Thanks for the tip on planting trees. I'd seen it said to do it that way, but not why to do it that way.

The reason is to keep the ground saturated as much and as deep as possible. Roots like moisture...to the point that they will work their way into sewer and water lines through the pipe joints. When they hit dry, hard soil, they stop. Unless motivated otherwise, they will stay near the surface to catch "the easy" water....except for the tap root if the tree has one.

So keeping the soil saturated causes them to move deeper and eventually get to the ground water table. If I remember correctly, you said your land was near the Delaware River so I don't expect the water table to be very deep in the ground.

Out West, we usually plant trees in the fall. Our winters are mild enough that if the tree is of a 10 or 15 gallon size, it usually is able to weather the winter.
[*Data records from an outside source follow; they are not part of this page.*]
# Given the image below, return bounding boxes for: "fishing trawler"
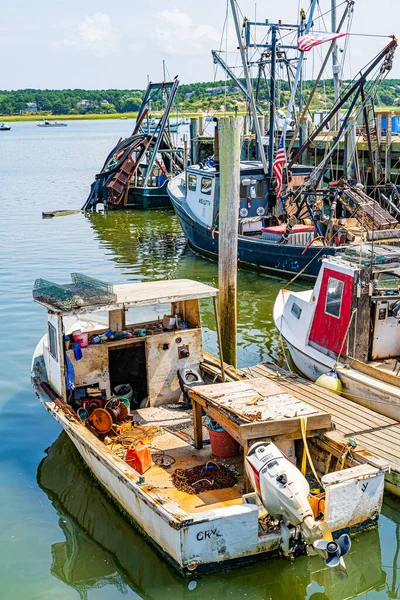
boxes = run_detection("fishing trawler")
[32,273,388,572]
[273,244,400,421]
[167,0,400,278]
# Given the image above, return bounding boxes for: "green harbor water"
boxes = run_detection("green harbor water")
[0,120,400,600]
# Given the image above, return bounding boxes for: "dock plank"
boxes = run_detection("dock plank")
[242,363,400,473]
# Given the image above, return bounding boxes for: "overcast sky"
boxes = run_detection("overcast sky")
[0,0,400,89]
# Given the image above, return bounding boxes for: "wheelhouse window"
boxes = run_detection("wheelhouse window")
[188,173,197,192]
[325,277,344,319]
[201,177,212,196]
[47,323,58,361]
[291,302,301,319]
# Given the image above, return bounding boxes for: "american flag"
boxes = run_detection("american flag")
[297,33,348,52]
[272,135,286,198]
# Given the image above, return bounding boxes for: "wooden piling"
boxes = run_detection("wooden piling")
[218,117,240,368]
[190,117,199,165]
[385,112,393,183]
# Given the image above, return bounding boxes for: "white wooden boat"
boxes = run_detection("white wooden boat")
[273,245,400,421]
[32,274,386,571]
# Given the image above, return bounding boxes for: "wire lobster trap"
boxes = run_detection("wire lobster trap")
[32,273,117,311]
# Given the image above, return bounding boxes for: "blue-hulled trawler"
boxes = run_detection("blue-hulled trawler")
[167,0,399,278]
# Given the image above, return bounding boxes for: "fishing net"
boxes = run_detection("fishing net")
[32,273,117,311]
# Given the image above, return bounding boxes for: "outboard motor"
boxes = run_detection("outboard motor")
[178,367,204,408]
[246,442,351,572]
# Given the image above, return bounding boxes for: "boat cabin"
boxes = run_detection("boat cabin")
[274,244,400,387]
[296,245,400,370]
[36,279,218,408]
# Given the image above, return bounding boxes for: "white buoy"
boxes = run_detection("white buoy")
[315,369,342,396]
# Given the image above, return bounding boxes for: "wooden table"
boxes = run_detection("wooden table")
[189,378,332,491]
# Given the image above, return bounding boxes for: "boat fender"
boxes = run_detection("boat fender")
[315,369,343,396]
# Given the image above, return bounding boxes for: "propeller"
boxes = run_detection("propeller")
[313,533,351,567]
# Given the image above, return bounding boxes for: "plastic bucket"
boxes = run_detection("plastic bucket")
[208,429,239,458]
[114,383,133,412]
[73,331,89,348]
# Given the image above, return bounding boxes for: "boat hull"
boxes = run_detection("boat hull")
[126,181,172,210]
[273,292,400,421]
[170,193,337,279]
[33,372,280,574]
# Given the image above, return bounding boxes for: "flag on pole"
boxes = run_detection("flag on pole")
[297,33,348,52]
[272,135,286,198]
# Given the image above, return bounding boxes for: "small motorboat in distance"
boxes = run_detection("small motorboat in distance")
[37,121,67,127]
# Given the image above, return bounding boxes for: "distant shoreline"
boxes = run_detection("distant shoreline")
[0,112,244,123]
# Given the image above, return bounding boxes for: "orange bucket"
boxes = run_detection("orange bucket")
[125,439,153,475]
[207,428,239,458]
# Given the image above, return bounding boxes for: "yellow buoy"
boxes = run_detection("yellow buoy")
[315,370,342,396]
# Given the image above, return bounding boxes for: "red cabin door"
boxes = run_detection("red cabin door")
[309,269,354,355]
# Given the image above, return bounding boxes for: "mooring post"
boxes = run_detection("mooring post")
[190,117,199,165]
[218,117,240,368]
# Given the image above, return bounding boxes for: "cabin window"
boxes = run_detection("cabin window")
[188,173,197,192]
[201,177,212,196]
[325,277,344,319]
[47,323,58,361]
[291,302,301,319]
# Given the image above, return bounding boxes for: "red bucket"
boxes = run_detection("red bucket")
[208,429,239,458]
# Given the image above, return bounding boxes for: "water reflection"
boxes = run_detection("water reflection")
[37,433,388,600]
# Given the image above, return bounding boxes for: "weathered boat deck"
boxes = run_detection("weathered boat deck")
[241,363,400,496]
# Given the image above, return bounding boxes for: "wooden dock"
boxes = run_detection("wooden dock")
[241,363,400,496]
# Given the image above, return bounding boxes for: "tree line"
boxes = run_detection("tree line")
[0,79,400,116]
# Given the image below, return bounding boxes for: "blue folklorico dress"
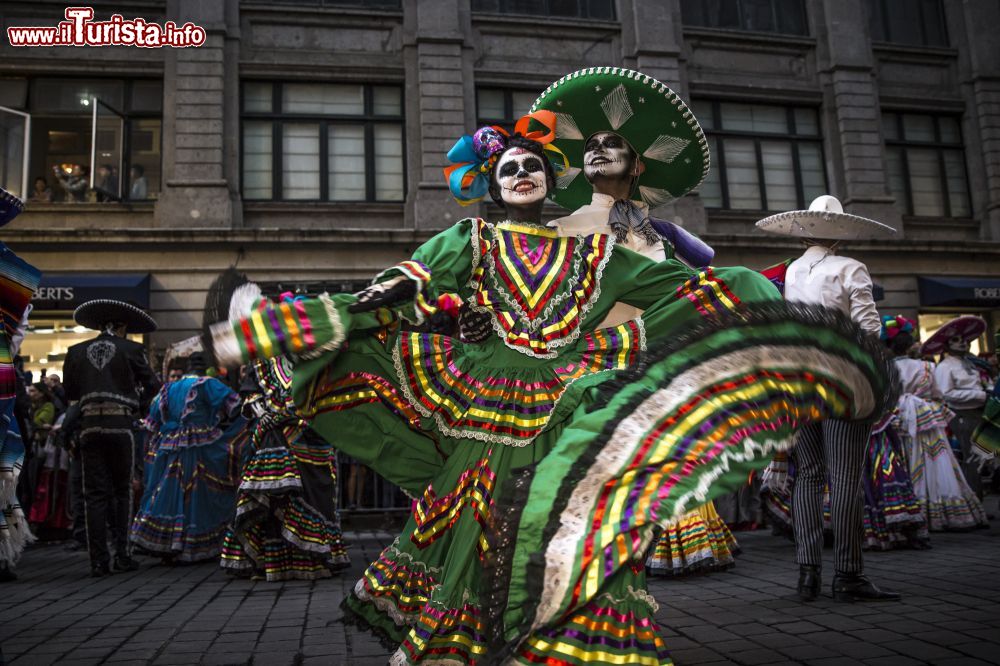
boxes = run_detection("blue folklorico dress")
[130,376,245,562]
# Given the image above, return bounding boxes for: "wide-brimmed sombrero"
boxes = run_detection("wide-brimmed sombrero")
[921,315,986,356]
[73,298,156,333]
[531,67,710,210]
[0,187,24,227]
[757,194,896,240]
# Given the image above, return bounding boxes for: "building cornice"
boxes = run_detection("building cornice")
[3,228,1000,258]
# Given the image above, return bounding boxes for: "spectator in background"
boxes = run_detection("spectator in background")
[28,176,52,203]
[52,164,88,202]
[128,164,149,201]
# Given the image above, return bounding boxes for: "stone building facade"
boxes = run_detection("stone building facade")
[0,0,1000,374]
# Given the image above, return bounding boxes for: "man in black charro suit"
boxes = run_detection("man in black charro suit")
[63,299,160,576]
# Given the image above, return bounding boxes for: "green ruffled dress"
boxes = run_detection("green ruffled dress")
[215,219,892,664]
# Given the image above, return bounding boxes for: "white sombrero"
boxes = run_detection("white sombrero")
[757,194,896,240]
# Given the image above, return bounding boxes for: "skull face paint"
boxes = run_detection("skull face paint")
[583,132,635,181]
[496,148,548,206]
[948,335,972,356]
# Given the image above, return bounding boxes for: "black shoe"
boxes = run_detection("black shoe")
[833,574,902,601]
[115,555,139,571]
[799,564,822,601]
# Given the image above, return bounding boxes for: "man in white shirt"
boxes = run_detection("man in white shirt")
[757,196,900,601]
[925,317,988,499]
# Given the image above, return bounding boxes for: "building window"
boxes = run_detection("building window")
[882,112,972,217]
[472,0,615,21]
[681,0,809,35]
[241,81,406,201]
[476,88,538,132]
[866,0,948,46]
[0,77,163,203]
[254,0,402,9]
[692,100,826,211]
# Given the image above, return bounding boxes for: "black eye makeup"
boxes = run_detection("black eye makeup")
[524,157,542,173]
[499,161,521,178]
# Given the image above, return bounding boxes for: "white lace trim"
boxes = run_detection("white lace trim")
[595,585,660,613]
[298,293,347,360]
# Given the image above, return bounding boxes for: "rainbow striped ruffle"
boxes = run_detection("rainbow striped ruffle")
[393,320,645,446]
[646,502,739,576]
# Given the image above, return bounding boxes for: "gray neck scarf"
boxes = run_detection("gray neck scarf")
[608,199,663,245]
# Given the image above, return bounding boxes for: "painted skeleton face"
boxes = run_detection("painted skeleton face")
[583,132,634,181]
[496,148,549,206]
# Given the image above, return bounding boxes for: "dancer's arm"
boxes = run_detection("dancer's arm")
[350,218,482,324]
[212,219,482,365]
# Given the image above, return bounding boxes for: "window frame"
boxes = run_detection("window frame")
[699,98,830,213]
[476,84,544,131]
[469,0,619,22]
[882,109,975,220]
[24,75,163,205]
[681,0,812,37]
[866,0,951,48]
[239,78,409,204]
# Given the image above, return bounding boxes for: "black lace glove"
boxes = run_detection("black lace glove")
[347,275,417,312]
[458,304,493,343]
[427,310,458,338]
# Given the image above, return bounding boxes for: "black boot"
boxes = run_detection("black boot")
[799,564,822,601]
[115,555,139,571]
[833,573,901,601]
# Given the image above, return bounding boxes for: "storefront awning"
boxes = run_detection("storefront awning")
[31,273,149,311]
[917,276,1000,308]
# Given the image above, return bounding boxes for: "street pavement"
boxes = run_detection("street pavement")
[0,506,1000,666]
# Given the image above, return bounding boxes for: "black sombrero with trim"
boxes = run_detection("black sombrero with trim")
[73,298,156,333]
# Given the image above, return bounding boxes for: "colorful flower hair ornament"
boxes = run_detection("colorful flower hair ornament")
[879,315,916,340]
[444,111,569,206]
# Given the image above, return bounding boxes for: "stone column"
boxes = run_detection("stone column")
[404,0,475,229]
[155,0,239,228]
[945,0,1000,241]
[808,0,903,231]
[619,0,708,233]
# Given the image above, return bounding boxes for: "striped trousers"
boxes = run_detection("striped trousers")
[792,420,871,574]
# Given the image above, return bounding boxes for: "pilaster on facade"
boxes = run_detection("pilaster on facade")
[811,0,905,237]
[404,0,475,228]
[946,0,1000,241]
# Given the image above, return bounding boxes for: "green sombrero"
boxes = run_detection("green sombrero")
[531,67,710,210]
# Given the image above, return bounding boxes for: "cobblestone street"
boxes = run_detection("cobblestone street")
[0,512,1000,666]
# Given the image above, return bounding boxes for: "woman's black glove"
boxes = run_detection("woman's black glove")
[458,304,493,343]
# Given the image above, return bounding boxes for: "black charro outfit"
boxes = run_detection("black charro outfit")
[63,333,160,573]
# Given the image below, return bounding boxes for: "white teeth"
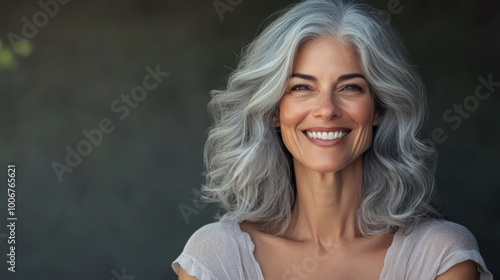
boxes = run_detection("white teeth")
[307,131,347,140]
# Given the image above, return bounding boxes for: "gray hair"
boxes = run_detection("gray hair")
[202,0,439,235]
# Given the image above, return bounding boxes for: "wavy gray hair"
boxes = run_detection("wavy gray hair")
[202,0,439,235]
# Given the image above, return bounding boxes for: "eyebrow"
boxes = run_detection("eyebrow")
[292,73,366,82]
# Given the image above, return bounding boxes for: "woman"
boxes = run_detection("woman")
[173,0,492,280]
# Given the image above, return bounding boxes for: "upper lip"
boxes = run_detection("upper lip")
[304,127,351,132]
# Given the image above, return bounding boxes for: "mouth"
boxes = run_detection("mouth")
[304,130,351,140]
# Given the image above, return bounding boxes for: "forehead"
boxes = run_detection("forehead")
[294,37,361,73]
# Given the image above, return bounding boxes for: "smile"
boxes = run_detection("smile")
[306,131,349,140]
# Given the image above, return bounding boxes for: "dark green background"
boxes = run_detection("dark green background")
[0,0,500,280]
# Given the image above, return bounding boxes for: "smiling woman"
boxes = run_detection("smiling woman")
[172,0,492,280]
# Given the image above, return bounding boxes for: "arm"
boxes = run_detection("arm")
[436,260,479,280]
[178,267,198,280]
We build a basin that's about a foot deep after planting so the tree catches as much of the winter moisture as possible and the ground around it becomes saturated. In Spring, the basin will need to be rebuilt and then filled once a week thru the summer...that coupled with normal rainfall should do the trick with the roots.

Have never planted Poplars so I am not familiar with them but I suspect that with their roots so near the surface, they would have been blown over in a wind storm at some future point.

The Delaware basin was hurting. It supplies NY, NY as well as most of the major NJ cities and Philadelphia.
Southeastern NJ has enough water to feed NY - NY, LA - CA, and Chicago - IL without breaking a sweat. It flows out to the ocean about 6-12' below the surface in a massive stream. By the time you're out on the barrier islands it's up to ~3' from the surface as it flows up and over the salt. I assume it's about like that all over the east coast -- but am only familiar with NJ.


I understand that the aqueducts are so old out East that large quantities of water are 'lost' each year through leakage. Apparently NYC has undertaken a massive project to build a new aqueduct from the Catskills to solve the problem...in fact, its probably done by now.

Maybe the same problems plague the Phil/NJ areas as well.